Mangiarono. Avevano deciso che Zanko avrebbe cucito un altro costume tzigano per Mateo e che avrebbe insegnato anche a lui a suonare lo zimbalon. E che Mateo avrebbe restaurato e migliorato il carrozzone.

Nel pomeriggio Zanko fece vedere a Mateo gli attrezzi che aveva.

"Pochi. Bisognerà comprarne altri. E anche del legname, e vernice. Vengo in paese con voi a vedere quello che posso trovare."

"E i soldi?" chiese Zanko.

"Ne ho un po'. E quando saranno finiti spero che fra tutti e tre ne guadagneremo abbastanza. Ehi, ma non crediate che lavorerò solo io per far diventare bello questo carro! Dovrete aiutarmi tutti e due, inteso?"

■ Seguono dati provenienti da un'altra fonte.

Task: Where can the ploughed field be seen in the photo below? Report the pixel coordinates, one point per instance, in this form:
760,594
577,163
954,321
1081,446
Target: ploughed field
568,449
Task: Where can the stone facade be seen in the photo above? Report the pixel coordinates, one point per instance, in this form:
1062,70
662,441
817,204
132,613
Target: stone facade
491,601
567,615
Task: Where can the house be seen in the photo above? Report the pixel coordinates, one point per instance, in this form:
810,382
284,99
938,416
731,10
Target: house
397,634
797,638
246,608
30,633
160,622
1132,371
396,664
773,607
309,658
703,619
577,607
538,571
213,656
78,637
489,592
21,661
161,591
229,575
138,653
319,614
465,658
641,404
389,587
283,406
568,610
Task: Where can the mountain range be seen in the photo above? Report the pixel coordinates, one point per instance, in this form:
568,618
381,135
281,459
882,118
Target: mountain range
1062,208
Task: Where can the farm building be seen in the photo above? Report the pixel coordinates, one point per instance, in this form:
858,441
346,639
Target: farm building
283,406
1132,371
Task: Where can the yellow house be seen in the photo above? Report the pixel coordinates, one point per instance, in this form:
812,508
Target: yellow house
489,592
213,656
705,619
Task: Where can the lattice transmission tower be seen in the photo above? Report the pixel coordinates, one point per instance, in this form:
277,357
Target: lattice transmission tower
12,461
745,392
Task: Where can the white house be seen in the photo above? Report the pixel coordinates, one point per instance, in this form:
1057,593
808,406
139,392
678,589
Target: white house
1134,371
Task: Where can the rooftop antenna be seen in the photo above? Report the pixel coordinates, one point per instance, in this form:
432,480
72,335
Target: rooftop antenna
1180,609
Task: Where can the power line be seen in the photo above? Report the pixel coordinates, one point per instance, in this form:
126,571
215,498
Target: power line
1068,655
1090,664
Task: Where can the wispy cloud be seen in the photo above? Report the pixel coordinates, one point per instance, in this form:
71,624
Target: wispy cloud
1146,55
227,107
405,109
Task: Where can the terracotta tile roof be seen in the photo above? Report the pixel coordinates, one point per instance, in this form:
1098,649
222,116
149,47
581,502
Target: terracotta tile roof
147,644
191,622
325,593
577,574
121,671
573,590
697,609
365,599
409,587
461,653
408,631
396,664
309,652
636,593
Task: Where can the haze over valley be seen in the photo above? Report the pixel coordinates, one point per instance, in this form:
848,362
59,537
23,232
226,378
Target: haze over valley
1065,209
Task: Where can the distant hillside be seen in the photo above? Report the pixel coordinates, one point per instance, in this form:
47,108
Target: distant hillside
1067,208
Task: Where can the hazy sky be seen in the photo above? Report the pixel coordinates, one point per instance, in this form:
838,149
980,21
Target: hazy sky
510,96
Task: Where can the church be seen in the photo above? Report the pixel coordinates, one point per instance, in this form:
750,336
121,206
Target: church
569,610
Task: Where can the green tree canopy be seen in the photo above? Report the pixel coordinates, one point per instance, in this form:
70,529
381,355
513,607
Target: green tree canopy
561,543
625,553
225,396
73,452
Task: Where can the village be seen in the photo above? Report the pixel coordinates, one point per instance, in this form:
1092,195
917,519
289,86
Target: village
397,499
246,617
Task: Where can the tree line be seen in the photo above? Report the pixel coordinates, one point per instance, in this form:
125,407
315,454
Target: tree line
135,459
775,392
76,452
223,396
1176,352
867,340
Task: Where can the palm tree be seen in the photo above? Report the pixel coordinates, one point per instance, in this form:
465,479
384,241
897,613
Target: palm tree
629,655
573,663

"Certo." rispose Patrizio.

Zanko arricciò le labbra e disse con voce lamentosa: "Ahimé, ho due in più con me, e invece di lavorare di meno, mi fanno fare lo schiavo!" e quando vide la faccia perplessa di Mateo, scoppiò in una bella risata.

Dopo pranzo chiusero bene il carrozzone, staccarono l'auto ed andarono assieme fino al paese. Mateo aiutato da Patrizio comprò tutto quello di cui poteva avere bisogno e frattanto anche Zanko comprò le stoffe e le decorazioni per il nuovo costume.

Tornati al carrozzone sistemarono gli acquisti: avrebbero cominciato a lavorarci l'indomani. Mateo illustrò agli amici le modifiche che aveva intenzione di fare nel carro, oltre al grande letto pieghevole. Patrizio e Zanko accettarono, contenti. Poi Zanko prese le misure a Mateo e ne approfittò per toccarlo, mentre tutti e tre si scambiavano battute spinte ridendo e scherzando in allegria.

Mateo, per cominciare a rendersi utile, volle preparare la cena, Ma tutti e tre convennero che Patrizio era più in gamba. Quindi Zanko e Patrizio indossarono i costumi, presero gli strumenti musicali e con Mateo andarono al ristorante a suonare. Per il momento Mateo avrebbe solo ascoltato e sarebbe passato di tanto in tanto fra i tavoli con l'altro zimbalon a fare la questua.

Tornarono a notte, allegri, pregustando tutti e tre la nottata che li avrebbe visti dividersi, per la prima volta, lo stesso letto.